Towards Automatic Boundary Detection for Human-AI Collaborative Hybrid Essay in Education

The recent large language models (LLMs), e.g., ChatGPT, have been able to generate human-like and fluent responses when provided with specific instructions. While admitting the convenience brought by technological advancement, educators also have concerns that students might leverage LLMs to complete their writing assignments and pass them off as their original work. Although many AI content detection studies have been conducted as a result of such concerns, most of these prior studies modeled AI content detection as a classification problem, assuming that a text is either entirely human-written or entirely AI-generated. In this study, we investigated AI content detection in a rarely explored yet realistic setting where the text to be detected is collaboratively written by human and generative LLMs (i.e., hybrid text). We first formalized the detection task as identifying the transition points between human-written content and AI-generated content from a given hybrid text (boundary detection). Then we proposed a two-step approach where we (1) separated AI-generated content from human-written content during the encoder training process; and (2) calculated the distances between every two adjacent prototypes and assumed that the boundaries exist between the two adjacent prototypes that have the furthest distance from each other. Through extensive experiments, we observed the following main findings: (1) the proposed approach consistently outperformed the baseline methods across different experiment settings; (2) the encoder training process can significantly boost the performance of the proposed approach; (3) when detecting boundaries for single-boundary hybrid essays, the proposed approach could be enhanced by adopting a relatively large prototype size, leading to a 22% improvement in the In-Domain evaluation and an 18% improvement in the Out-of-Domain evaluation.

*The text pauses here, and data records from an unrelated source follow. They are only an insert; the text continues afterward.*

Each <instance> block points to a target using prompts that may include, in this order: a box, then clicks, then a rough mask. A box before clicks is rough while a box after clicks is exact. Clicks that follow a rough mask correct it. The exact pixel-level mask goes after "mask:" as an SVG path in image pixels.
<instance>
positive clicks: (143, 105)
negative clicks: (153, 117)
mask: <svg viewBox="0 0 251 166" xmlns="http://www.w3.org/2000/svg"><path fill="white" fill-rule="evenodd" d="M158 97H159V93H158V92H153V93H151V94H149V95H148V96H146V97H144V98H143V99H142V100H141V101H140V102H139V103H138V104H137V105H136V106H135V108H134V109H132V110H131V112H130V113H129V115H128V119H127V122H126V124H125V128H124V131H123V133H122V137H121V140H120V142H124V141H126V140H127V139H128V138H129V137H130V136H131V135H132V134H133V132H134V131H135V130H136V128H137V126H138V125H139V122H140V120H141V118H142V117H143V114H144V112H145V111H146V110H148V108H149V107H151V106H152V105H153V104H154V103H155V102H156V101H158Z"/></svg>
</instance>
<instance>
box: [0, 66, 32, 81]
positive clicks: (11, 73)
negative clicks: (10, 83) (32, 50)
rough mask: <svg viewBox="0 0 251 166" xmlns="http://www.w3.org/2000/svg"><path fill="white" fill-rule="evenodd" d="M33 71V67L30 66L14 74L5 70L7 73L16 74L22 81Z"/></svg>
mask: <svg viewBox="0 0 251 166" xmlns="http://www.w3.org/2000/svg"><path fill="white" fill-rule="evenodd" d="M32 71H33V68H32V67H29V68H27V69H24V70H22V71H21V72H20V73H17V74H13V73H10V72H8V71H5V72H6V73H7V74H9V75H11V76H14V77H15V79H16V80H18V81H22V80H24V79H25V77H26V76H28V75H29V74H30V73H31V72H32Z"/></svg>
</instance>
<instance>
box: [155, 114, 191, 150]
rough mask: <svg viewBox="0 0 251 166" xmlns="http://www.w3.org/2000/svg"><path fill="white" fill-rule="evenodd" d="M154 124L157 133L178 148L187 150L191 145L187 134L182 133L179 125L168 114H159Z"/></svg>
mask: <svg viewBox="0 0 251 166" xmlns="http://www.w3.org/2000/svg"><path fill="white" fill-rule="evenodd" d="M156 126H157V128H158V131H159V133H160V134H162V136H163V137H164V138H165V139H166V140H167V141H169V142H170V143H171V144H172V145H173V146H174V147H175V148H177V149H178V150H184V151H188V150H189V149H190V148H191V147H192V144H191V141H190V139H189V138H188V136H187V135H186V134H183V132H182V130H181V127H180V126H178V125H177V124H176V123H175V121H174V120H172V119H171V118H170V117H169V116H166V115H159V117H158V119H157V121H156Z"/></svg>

翻译：近期大型语言模型（LLMs），如ChatGPT，已能在特定指令下生成类人且流畅的回复。教育工作者在承认技术进步带来便利的同时，也担忧学生可能利用LLMs完成写作作业并冒充原创作品。尽管此类担忧催生了许多AI内容检测研究，但多数早期研究将AI内容检测建模为分类问题，假定文本完全由人类撰写或完全由AI生成。本研究探讨了一个鲜有探索但更贴近现实的场景：待检测文本由人类与生成式LLMs协作完成（即混合文本）。我们首先将检测任务形式化为从给定混合文本中识别人类撰写内容与AI生成内容之间的转换点（边界检测）。继而提出两步法：（1）在编码器训练过程中分离AI生成内容与人类撰写内容；（2）计算每两个相邻原型间的距离，并假设边界存在于距离最远的相邻原型之间。通过大量实验，我们获得以下主要发现：（1）所提方法在不同实验设置下均稳定优于基线方法；（2）编码器训练过程能显著提升所提方法的性能；（3）在检测单边界混合论文时，采用较大的原型尺寸可增强所提方法，使域内评估提升22%，域外评估提升18%。